Le placement privé a la cote auprès des entreprises françaises

* Un nouveau canal de financement concurrent de l‘emprunt bancaire

* Les banques y voient une source de revenus sans poids sur le bilan

* Les assureurs y trouvent une nouvelle source de rendement

* Certaines inquiétudes sur la qualité des emprunteurs

par Leigh Thomas

PARIS, 21 avril (Reuters) - Les entreprises françaises se tournent de plus en plus vers les placements privés de dette comme alternative à l‘emprunt bancaire, un mouvement déjà bien engagé aux Etats-Unis et en Allemagne.

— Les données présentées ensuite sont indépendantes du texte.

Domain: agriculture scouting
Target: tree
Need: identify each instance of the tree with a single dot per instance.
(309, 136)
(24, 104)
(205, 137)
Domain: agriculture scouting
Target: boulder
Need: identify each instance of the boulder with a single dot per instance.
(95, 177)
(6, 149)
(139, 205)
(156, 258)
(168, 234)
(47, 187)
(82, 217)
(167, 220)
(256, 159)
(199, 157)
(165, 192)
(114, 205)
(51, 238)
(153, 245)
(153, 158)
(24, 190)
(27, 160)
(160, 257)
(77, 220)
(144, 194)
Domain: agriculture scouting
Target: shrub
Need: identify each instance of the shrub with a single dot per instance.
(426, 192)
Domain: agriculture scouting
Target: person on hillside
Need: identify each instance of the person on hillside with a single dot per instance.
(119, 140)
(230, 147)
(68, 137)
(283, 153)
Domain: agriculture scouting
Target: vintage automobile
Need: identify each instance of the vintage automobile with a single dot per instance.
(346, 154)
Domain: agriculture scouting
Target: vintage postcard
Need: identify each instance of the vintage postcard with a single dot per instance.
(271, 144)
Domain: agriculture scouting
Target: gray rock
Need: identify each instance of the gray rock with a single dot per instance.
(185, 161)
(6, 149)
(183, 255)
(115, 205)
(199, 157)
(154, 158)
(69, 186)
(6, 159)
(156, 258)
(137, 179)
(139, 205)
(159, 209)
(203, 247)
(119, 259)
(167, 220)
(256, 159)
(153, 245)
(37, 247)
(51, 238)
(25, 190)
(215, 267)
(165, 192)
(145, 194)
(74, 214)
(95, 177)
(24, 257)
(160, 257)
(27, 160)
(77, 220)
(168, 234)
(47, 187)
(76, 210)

Ces emprunts à un investisseur unique ou à un petit groupe d‘investisseurs permettent en effet à des entreprises de taille moyenne, pour lesquelles l‘accès au marché obligataire reste difficile, d‘accéder à des financements à plus long terme qu‘un emprunt bancaire, et à des taux relativement faibles.

Pour les prêteurs, parmi lesquels compagnies d‘assurance et gestionnaires d‘actifs figurent en bonne place, ils représentent une source de rendement alternative dans un environnement de taux historiquement faibles.

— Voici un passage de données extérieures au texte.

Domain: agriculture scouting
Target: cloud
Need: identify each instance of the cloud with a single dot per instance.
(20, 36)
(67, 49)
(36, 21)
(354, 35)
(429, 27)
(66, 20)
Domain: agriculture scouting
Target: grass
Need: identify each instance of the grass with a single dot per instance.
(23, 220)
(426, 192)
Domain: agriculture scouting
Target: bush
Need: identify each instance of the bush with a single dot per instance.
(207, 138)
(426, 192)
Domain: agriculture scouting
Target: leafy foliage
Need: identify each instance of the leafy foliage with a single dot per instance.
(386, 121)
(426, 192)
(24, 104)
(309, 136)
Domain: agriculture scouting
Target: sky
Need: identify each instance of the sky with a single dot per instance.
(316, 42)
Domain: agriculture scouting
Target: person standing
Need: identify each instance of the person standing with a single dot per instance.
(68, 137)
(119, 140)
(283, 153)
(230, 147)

Ce mouvement est encouragé par les autorités européennes, qui espèrent voir le modèle français imité ailleurs en Europe.

“Les placements privés ont le potentiel d‘offrir des opportunités d‘investissement à des investisseurs de long terme et d‘élargir les opportunités de financement pour les projets d‘infrastructures”, a ainsi déclaré le commissaire aux Services financiers Jonathan Hill, lors un événement organisé par Reuters à Londres la semaine dernière.

Le nombre de placements privés (PP) en France est passé de 21 opérations pour un montant total de 3,2 milliards d‘euros en 2012 à 55 opérations pour 3,31 milliards en 2014, selon les statistiques établies par un groupe d‘études réunissant banques, assureurs et cabinets juridiques.

Des banquiers estiment que ce montant est plus proche de quatre milliards si l‘on inclut les opérations que les emprunteurs ont choisi de ne pas rendre publiques.

Le marché est dopé ces derniers mois par la mise en place d‘une charte définissant les règles de ce marché et par la rédaction de contrats-types, qui ont le double avantage d‘être facilement adaptables aux situations particulières et de garantir aux investisseurs un traitement équivalent à celui dont bénéficient les banques créancières en cas de difficultés de l‘emprunteur.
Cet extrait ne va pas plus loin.